Cuando se trata de cuidar la piel, dos son los pecados capitales: la falta de hidratación y de protección.  El rostro, cuello, escote y dorso de las manos son los más expuestos y los que más sufren. Estos últimos meses la piel ha estado sometida a cambios bruscos y debemos extremar sus cuidados.
“La piel es el órgano con el que nos relacionamos con el exterior y el que nos protege de los muchos enemigos del entorno de los que, además, tenemos que cuidarla y protegerla. Es un libro abierto que delata nuestros hábitos, el lienzo sobre el que trabajamos, hay que cuidar su manto hidrolipídico y mantener el equilibrio de su metabolismo”, declara la doctora Beatriz Estébanez.

En general, la piel ha sufrido mucho directa o indirectamente a causa del Covid 19. Por un lado, está la dermatitis de contacto o eczema en las manos, causado por tanto desinfectante e higiene que destruyen la barrera hidrolipídica de la piel, se resecan y se forman grietas, heridas y eczemas. Es una afección muy generalizada, no solo entre las personas que ya padecían dermatitis atópica o alguna otra afección dérmica.

Por otro lado, según el doctor Antonio Ortega, el uso de la mascarilla está causando en el tercio inferior del rostro dermatitis atópica, sequedad y brote de acné, sobre todo en pieles sensibles y reactivas. La falta de oxigenación y el exceso de sudoración causados por la mascarilla provocan pérdida de grasa y agua, desequilibrando el manto hidrolipídico de la piel. Pero la mascarilla no solo afecta a la piel, también los labios se deshidratan.

Pasos fundamentales antes de someter la piel al aire y al sol

En rostro, cuello y escote
Se deben realizar tratamientos básicos de limpieza y revitalización de la piel para mantener el equilibrio de su metabolismo, con peelings y mesoterapia.

Pelling de verano. No todos los peelings están indicados en esta época del año, pero el peeling tamponado de ácido mandélico o glicólico sí ya que produce su efecto en la capa en la que queremos actuar y no profundiza ni produce grandes irritaciones.
A los dos días nos descamamos más o menos dependiendo del grosor de la capa córnea (si tiene una piel cuidada se pelará menos y si está fotoenvejecida más). Es suficiente con una sesión y es necesaria protección total durante una semana tras el tratamiento. Aumenta la oxigenación de la piel y se ve más luminosa.

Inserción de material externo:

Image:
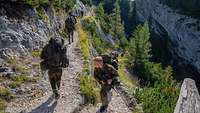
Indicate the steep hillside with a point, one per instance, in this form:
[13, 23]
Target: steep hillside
[176, 35]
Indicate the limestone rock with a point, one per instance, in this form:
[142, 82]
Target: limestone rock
[189, 99]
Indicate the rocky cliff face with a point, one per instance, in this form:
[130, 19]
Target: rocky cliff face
[189, 99]
[178, 33]
[21, 33]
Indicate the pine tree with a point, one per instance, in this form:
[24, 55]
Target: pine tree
[140, 45]
[117, 25]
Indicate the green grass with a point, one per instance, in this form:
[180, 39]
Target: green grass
[14, 84]
[41, 13]
[84, 43]
[89, 90]
[36, 2]
[3, 105]
[36, 53]
[126, 79]
[21, 69]
[5, 94]
[1, 78]
[24, 78]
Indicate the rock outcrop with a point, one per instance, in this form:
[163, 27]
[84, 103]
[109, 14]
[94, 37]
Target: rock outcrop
[180, 34]
[24, 28]
[189, 99]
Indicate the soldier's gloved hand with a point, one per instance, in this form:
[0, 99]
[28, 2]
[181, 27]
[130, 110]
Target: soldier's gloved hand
[109, 81]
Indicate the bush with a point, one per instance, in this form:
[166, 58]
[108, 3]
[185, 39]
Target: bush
[14, 85]
[3, 105]
[5, 94]
[36, 2]
[84, 43]
[159, 99]
[35, 53]
[21, 78]
[89, 90]
[41, 13]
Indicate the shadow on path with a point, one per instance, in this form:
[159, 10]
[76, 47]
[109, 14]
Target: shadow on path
[46, 107]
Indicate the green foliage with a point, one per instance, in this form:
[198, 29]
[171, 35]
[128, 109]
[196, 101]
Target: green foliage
[88, 2]
[90, 25]
[36, 53]
[41, 14]
[12, 61]
[159, 99]
[65, 4]
[5, 94]
[58, 4]
[36, 2]
[21, 69]
[84, 43]
[140, 46]
[118, 27]
[3, 105]
[14, 84]
[88, 89]
[24, 78]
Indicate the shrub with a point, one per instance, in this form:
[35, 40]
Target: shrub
[159, 99]
[88, 89]
[21, 78]
[35, 53]
[5, 94]
[14, 84]
[41, 13]
[84, 43]
[36, 2]
[3, 105]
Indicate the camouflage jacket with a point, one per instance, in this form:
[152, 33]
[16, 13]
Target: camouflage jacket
[107, 72]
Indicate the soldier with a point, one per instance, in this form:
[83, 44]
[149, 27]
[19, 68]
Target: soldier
[105, 74]
[54, 59]
[70, 26]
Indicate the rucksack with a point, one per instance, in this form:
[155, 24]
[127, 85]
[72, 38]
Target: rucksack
[54, 55]
[108, 59]
[71, 22]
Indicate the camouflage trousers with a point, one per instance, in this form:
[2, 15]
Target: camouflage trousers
[71, 35]
[55, 79]
[106, 95]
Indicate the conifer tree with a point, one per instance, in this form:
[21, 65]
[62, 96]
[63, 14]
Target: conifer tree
[140, 46]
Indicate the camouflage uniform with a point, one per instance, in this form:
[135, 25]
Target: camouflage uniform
[53, 62]
[55, 75]
[70, 26]
[102, 75]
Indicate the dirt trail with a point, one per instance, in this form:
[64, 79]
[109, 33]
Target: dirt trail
[117, 105]
[70, 96]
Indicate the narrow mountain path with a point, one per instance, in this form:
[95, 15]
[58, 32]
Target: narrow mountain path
[117, 105]
[70, 97]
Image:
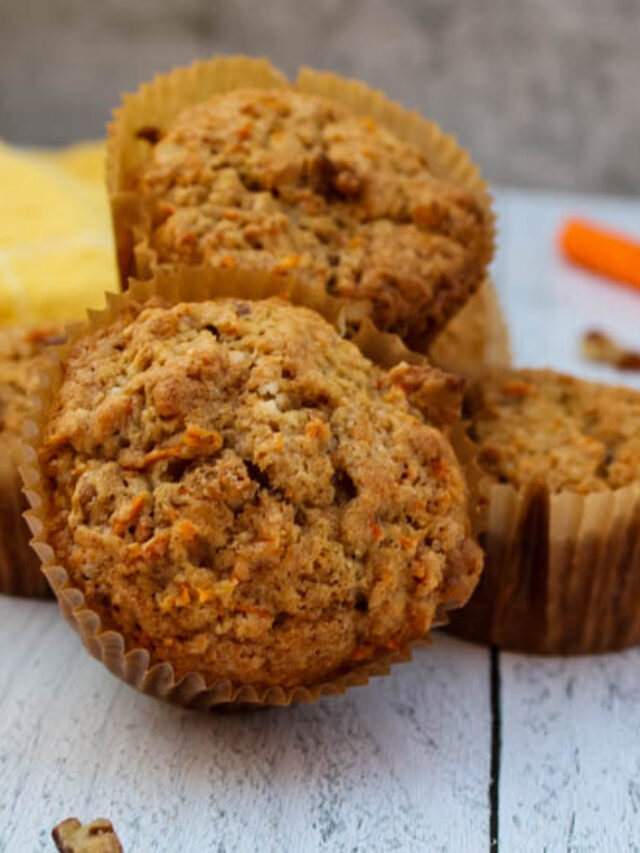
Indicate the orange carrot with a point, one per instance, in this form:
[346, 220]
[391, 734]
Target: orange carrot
[602, 251]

Mesoterapia facial.  Con ácido hialurónico y un cóctel de minerales, vitaminas y enzimas o con péptidos activa y equilibra el metabolismo de la piel. El resultado es una piel elástica y jugosa con un nivel hidrosebáceo equilibrado. Es aconsejable realizar sesiones durante todo el año, cada tres meses.

Terapia celular para bioestimular la piel inyectando factores de crecimiento. Se activan las funciones anabólicas del fibroblasto produciendo colágeno, elastina y ácido hialurónico, por lo que repara y regenera los tejidos y retrasa el envejecimiento. Consiste en inyectar plasma rico en plaquetas (PRP) y factores de crecimiento (FC) del propio paciente (es biocompatible y de fácil obtención) para conseguir ralentizar el deterioro metabólico. Es suficiente con dos sesiones al año.

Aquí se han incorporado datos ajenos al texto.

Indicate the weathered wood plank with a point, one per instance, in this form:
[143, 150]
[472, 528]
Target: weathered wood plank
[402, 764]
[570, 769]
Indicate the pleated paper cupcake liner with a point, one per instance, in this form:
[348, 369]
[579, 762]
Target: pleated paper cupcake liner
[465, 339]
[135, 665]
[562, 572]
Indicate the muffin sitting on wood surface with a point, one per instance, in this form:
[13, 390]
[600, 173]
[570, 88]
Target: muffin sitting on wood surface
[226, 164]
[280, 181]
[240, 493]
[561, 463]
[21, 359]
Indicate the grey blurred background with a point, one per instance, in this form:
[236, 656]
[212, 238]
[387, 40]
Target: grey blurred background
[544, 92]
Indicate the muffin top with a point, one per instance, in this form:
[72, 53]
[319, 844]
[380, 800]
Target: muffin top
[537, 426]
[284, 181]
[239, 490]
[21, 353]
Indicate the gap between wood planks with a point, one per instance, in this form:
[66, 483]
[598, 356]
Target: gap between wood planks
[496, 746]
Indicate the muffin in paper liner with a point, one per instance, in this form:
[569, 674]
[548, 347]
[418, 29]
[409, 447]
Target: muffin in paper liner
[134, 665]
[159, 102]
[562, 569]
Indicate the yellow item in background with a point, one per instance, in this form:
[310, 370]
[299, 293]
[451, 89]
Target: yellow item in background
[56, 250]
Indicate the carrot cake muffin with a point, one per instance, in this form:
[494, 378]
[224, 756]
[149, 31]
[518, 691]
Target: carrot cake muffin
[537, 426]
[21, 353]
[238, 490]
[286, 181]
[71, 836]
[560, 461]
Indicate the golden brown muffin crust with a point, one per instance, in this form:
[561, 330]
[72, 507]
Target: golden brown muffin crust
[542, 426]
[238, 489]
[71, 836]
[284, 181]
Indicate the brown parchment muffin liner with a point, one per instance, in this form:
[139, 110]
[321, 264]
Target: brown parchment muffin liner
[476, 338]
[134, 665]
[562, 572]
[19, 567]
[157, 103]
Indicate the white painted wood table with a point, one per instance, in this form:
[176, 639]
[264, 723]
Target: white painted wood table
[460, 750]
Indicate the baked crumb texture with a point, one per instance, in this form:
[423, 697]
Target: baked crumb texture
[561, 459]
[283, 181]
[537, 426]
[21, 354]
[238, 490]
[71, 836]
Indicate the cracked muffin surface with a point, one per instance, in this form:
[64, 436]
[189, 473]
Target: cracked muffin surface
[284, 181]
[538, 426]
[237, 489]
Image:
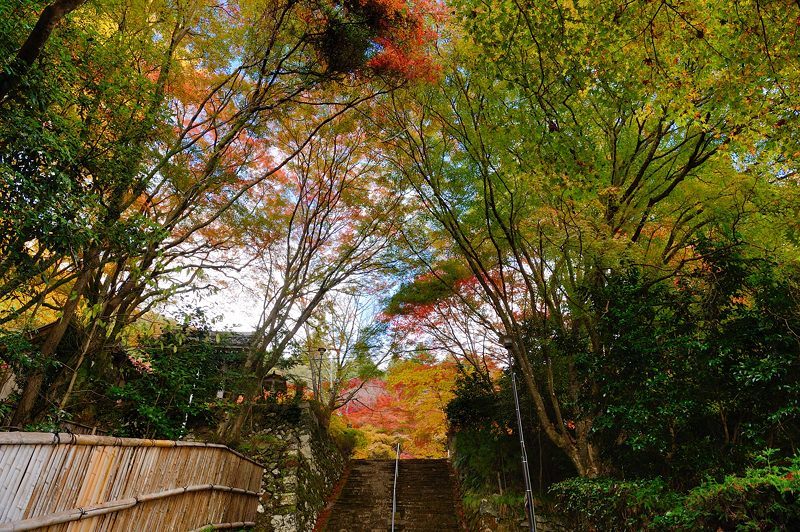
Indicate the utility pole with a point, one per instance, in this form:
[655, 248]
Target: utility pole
[508, 343]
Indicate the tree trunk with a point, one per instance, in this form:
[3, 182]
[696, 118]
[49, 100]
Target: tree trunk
[33, 386]
[32, 47]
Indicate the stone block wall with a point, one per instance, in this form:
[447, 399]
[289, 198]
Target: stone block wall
[302, 464]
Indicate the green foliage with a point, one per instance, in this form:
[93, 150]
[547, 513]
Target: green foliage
[154, 400]
[604, 504]
[700, 372]
[766, 497]
[346, 438]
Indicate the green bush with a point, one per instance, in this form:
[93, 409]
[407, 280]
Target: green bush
[345, 438]
[606, 504]
[763, 498]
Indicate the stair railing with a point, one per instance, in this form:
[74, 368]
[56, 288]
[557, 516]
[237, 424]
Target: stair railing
[394, 488]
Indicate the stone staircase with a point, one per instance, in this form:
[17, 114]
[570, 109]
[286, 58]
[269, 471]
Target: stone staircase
[425, 498]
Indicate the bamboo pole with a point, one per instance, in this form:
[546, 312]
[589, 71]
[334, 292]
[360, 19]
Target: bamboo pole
[76, 514]
[224, 526]
[52, 438]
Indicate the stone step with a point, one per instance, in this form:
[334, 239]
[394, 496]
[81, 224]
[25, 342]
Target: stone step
[426, 500]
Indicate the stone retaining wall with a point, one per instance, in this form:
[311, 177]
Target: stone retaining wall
[302, 464]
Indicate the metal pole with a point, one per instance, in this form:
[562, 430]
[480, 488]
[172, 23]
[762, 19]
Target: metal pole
[525, 472]
[394, 489]
[531, 511]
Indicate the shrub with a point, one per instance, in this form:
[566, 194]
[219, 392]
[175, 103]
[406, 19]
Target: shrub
[606, 504]
[345, 438]
[764, 498]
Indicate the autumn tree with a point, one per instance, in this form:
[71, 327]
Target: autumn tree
[573, 140]
[157, 139]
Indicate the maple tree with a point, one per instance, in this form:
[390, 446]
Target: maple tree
[568, 141]
[154, 141]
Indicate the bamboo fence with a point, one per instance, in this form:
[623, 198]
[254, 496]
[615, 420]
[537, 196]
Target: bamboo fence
[77, 482]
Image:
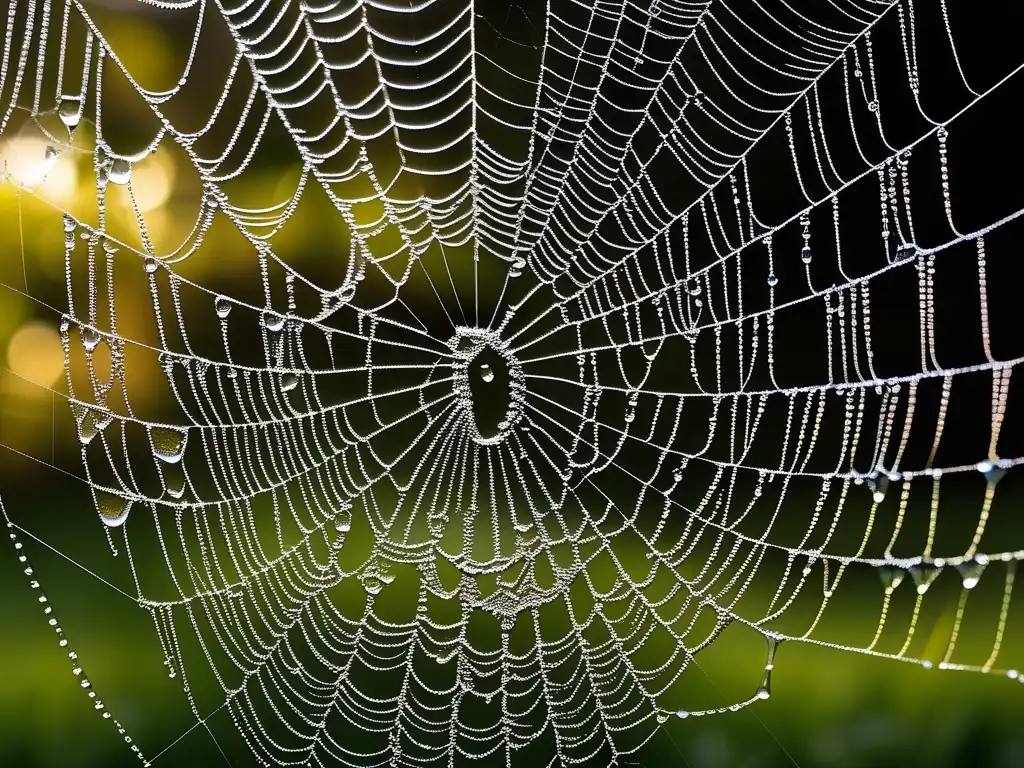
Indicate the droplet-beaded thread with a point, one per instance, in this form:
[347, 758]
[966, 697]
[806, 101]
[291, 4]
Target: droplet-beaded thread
[558, 342]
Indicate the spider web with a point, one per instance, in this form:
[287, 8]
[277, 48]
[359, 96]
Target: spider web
[580, 375]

Nutricosmética. Una dieta rica en vitaminas y hacer ejercicio de forma cotidiana ayuda a hidratar la piel desde dentro. Sobre todo en las épocas de cambios de estación, es muy recomendable tomar un complemento nutricosmético.

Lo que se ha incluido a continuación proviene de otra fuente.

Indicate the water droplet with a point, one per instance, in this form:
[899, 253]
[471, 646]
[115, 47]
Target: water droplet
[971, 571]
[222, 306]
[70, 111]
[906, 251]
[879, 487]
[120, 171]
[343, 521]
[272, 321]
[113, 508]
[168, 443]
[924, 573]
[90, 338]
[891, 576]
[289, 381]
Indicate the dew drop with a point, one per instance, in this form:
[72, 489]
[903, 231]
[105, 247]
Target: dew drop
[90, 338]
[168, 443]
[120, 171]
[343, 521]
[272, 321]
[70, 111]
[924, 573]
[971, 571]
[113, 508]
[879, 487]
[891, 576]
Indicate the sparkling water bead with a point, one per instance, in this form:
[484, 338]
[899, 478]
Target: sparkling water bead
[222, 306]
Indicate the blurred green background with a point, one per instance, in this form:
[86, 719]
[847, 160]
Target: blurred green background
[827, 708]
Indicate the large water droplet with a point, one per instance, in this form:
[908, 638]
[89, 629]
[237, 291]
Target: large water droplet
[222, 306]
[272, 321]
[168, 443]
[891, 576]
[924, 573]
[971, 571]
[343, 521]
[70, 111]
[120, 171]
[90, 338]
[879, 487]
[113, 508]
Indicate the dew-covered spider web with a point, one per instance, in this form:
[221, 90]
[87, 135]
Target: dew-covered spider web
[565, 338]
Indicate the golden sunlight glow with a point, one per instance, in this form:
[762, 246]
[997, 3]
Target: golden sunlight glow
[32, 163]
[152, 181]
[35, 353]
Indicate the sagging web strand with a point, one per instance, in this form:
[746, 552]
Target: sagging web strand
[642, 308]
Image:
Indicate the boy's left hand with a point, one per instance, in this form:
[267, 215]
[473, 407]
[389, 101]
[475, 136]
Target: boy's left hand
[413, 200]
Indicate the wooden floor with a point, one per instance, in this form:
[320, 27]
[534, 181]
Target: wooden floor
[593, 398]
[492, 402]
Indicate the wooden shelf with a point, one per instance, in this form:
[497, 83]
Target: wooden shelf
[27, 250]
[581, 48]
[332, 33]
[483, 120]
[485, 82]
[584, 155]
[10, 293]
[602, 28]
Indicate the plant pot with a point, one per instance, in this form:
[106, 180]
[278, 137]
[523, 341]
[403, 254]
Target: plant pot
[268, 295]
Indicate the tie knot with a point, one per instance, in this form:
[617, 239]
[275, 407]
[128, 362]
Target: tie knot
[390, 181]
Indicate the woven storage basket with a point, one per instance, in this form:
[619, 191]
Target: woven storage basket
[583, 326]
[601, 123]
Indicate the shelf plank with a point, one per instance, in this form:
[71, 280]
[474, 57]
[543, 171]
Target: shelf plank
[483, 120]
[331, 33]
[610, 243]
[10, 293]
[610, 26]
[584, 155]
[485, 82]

Prevención por el uso de mascarilla

Para evitar la aparición de dermatitis atópica, sequedad y brote de acné hay que procurar dejar que la piel respire evitando llevar la mascarilla muy apretada. Hay que aplicar una crema hidratante por las mañanas y evitar maquillar la zona del tercio inferior. Al llegar a casa lavar la cara con agua y jabón y aplicar una crema astringente que cierre los poros. Si a pesar de todo surgen problemas por tener una piel sensible o reactiva, se debe acudir al dermatólogo.

En labios
Cuando la deshidratación es importante y no es suficiente con cremas específicas para labios, se puede recurrir a las inyecciones de ácido hialurónico que rehidratan, redensifican y nutren los labios.

En manos
Las manos son siempre las grandes olvidadas y hay que prodigarles los mismos cuidados que a nuestro rostro. El excesivo lavado de manos y el uso de los geles hidroalcohólicos las están maltratando mucho, la piel se seca y se agrieta, hay ocasiones en que ni las cremas antihistamínicas o con corticoides ayudan. En ese caso, se recomienda mesoterapia con vitaminas y ácido hialurónico.